Resisting the slow touch of a frozen finger tracing out my spine, I

showed him how that this figure must be a deception of his sense of

sight; and how that figures, originating in disease of the delicate

nerves that minister to the functions of the eye, were known to

have often troubled patients, some of whom had become conscious of

the nature of their affliction, and had even proved it by

experiments upon themselves. "As to an imaginary cry," said I, "do

but listen for a moment to the wind in this unnatural valley while

we speak so low, and to the wild harp it makes of the telegraph

wires."



That was all very well, he returned, after we had sat listening for

a while, and he ought to know something of the wind and the wires,--

he who so often passed long winter nights there, alone and

watching. But he would beg to remark that he had not finished.



I asked his pardon, and he slowly added these words, touching my

arm--



"Within six hours after the Appearance, the memorable accident on

this Line happened, and within ten hours the dead and wounded were

brought along through the tunnel over the spot where the figure had

stood."



A disagreeable shudder crept over me, but I did my best against it.

It was not to be denied, I rejoined, that this was a remarkable

coincidence, calculated deeply to impress his mind. But it was

unquestionable that remarkable coincidences did continually occur,

and they must be taken into account in dealing with such a subject.

Though to be sure I must admit, I added (for I thought I saw that

he was going to bring the objection to bear upon me), men of common

sense did not allow much for coincidences in making the ordinary

calculations of life.



He again begged to remark that he had not finished.

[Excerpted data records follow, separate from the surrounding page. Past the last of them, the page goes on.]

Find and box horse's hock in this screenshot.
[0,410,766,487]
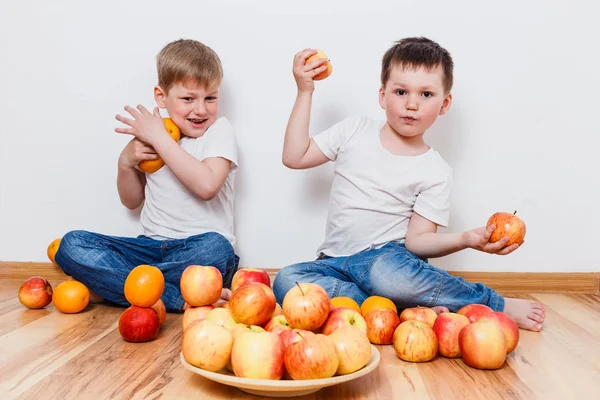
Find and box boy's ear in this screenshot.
[379,86,385,110]
[154,86,167,108]
[440,93,452,115]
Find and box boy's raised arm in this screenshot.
[282,49,329,169]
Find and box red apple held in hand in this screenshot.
[204,308,237,331]
[231,268,271,292]
[181,320,233,372]
[329,324,370,375]
[321,307,367,336]
[458,321,506,369]
[119,306,160,343]
[152,299,167,326]
[179,265,223,307]
[282,283,331,331]
[229,282,277,325]
[265,315,292,335]
[400,306,437,327]
[486,211,526,246]
[279,328,316,349]
[456,304,494,322]
[393,320,438,362]
[433,313,471,358]
[365,308,400,344]
[19,276,52,309]
[478,312,519,354]
[181,306,214,331]
[283,332,339,380]
[231,330,284,379]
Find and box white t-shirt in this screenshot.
[141,117,238,246]
[313,118,452,257]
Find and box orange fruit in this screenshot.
[304,50,333,81]
[47,238,61,264]
[138,118,181,174]
[125,265,165,307]
[360,296,398,317]
[331,296,360,312]
[52,281,90,314]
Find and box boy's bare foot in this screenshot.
[504,298,546,332]
[431,306,450,315]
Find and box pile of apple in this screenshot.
[365,304,519,369]
[181,266,371,380]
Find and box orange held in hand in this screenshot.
[52,281,90,314]
[138,118,181,174]
[360,296,398,317]
[304,50,333,81]
[47,238,60,264]
[125,265,165,307]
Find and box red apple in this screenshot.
[231,330,284,379]
[478,312,519,354]
[393,320,438,362]
[181,320,233,372]
[204,308,237,331]
[433,313,471,358]
[119,306,160,343]
[456,304,494,322]
[365,308,400,344]
[229,282,277,325]
[181,306,214,331]
[265,315,292,335]
[282,283,331,331]
[179,265,223,307]
[458,321,506,369]
[279,328,315,349]
[19,276,52,309]
[152,299,167,326]
[231,268,271,292]
[321,307,367,335]
[283,332,340,380]
[487,211,526,246]
[329,326,371,375]
[400,306,437,327]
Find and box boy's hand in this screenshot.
[115,104,169,145]
[293,49,327,92]
[119,138,158,168]
[463,225,523,256]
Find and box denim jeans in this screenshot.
[273,243,504,312]
[55,231,239,312]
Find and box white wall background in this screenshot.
[0,0,600,271]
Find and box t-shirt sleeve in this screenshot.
[312,118,359,161]
[200,118,238,168]
[413,171,452,227]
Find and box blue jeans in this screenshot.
[273,243,504,312]
[55,231,239,312]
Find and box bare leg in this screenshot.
[504,297,546,332]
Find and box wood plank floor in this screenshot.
[0,279,600,400]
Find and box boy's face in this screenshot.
[379,66,452,137]
[154,83,219,137]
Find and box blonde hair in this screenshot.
[156,39,223,93]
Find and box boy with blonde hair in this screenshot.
[55,39,239,312]
[273,38,545,331]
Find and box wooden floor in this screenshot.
[0,279,600,400]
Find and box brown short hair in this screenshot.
[156,39,223,93]
[381,37,454,93]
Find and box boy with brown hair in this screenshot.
[273,37,545,331]
[55,39,239,312]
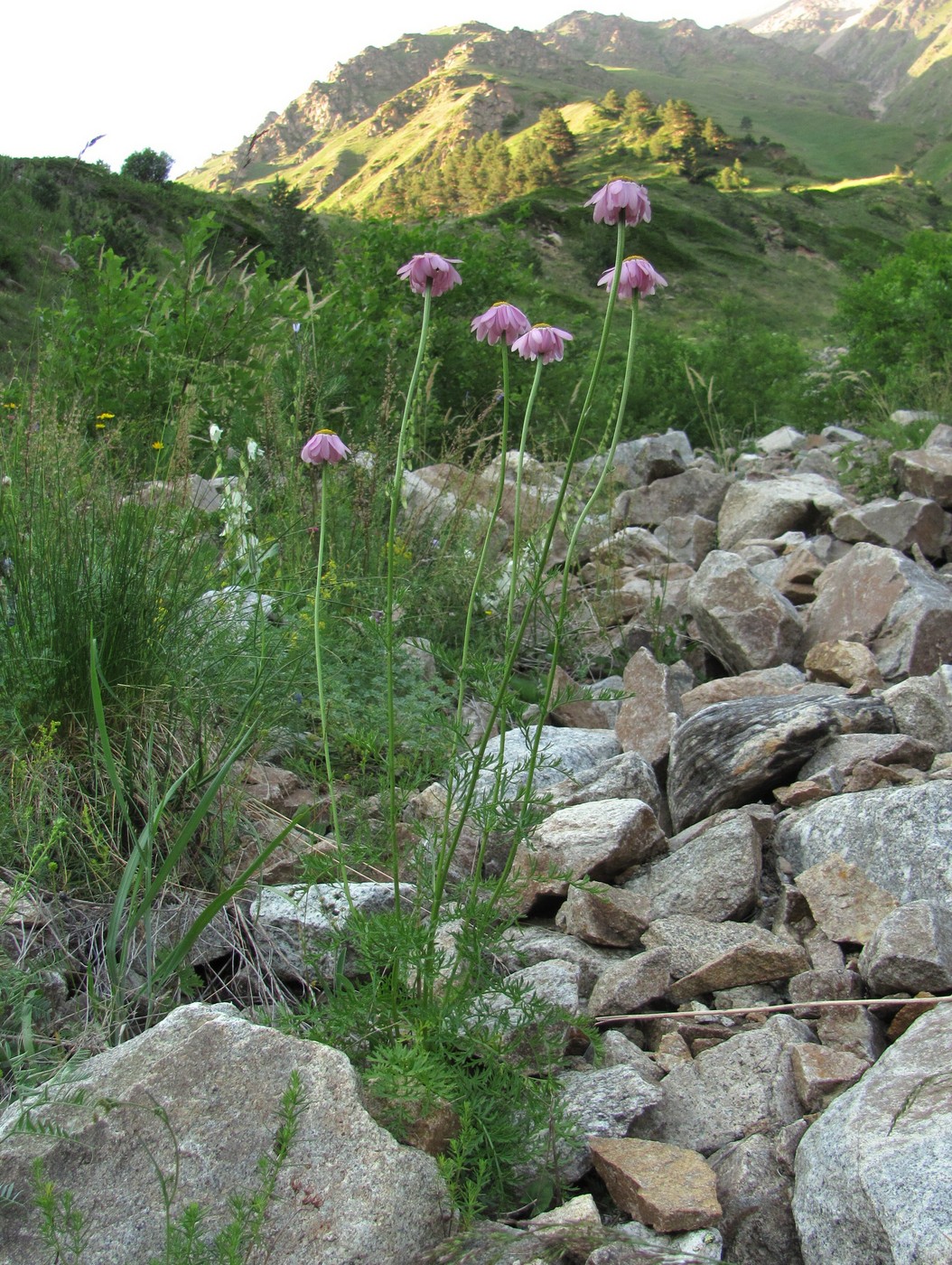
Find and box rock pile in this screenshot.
[0,425,952,1265]
[397,425,952,1265]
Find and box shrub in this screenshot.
[121,149,174,184]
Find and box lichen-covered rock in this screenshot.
[667,693,894,829]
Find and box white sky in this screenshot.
[0,0,776,174]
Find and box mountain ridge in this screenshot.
[182,0,952,210]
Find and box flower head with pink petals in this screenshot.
[585,180,651,224]
[512,325,572,364]
[397,250,462,298]
[301,430,350,465]
[469,304,529,347]
[597,254,667,298]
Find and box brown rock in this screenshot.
[611,468,731,528]
[681,663,804,720]
[515,800,667,907]
[803,640,883,689]
[588,949,671,1015]
[687,549,804,671]
[790,1043,870,1112]
[667,929,807,1003]
[807,544,952,680]
[889,448,952,510]
[555,883,651,949]
[591,1138,721,1234]
[797,853,899,943]
[817,1006,886,1063]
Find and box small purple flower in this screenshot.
[397,250,462,298]
[597,254,667,298]
[585,180,651,224]
[512,325,572,364]
[469,304,529,347]
[301,430,350,465]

I again begged his pardon for being betrayed into interruptions.



"This," he said, again laying his hand upon my arm, and glancing

over his shoulder with hollow eyes, "was just a year ago. Six or

seven months passed, and I had recovered from the surprise and

shock, when one morning, as the day was breaking, I, standing at

the door, looked towards the red light, and saw the spectre again."

He stopped, with a fixed look at me.



"Did it cry out?"



"No. It was silent."



"Did it wave its arm?"



"No. It leaned against the shaft of the light, with both hands

before the face. Like this."



Once more I followed his action with my eyes. It was an action of

mourning. I have seen such an attitude in stone figures on tombs.



"Did you go up to it?"



"I came in and sat down, partly to collect my thoughts, partly

because it had turned me faint. When I went to the door again,

daylight was above me, and the ghost was gone."



"But nothing followed? Nothing came of this?"



He touched me on the arm with his forefinger twice or thrice giving

a ghastly nod each time:-



"That very day, as a train came out of the tunnel, I noticed, at a

carriage window on my side, what looked like a confusion of hands

and heads, and something waved. I saw it just in time to signal

the driver, Stop! He shut off, and put his brake on, but the train

drifted past here a hundred and fifty yards or more. I ran after

it, and, as I went along, heard terrible screams and cries. A

beautiful young lady had died instantaneously in one of the

compartments, and was brought in here, and laid down on this floor

between us."



Involuntarily I pushed my chair back, as I looked from the boards

at which he pointed to himself.



"True, sir. True. Precisely as it happened, so I tell it you."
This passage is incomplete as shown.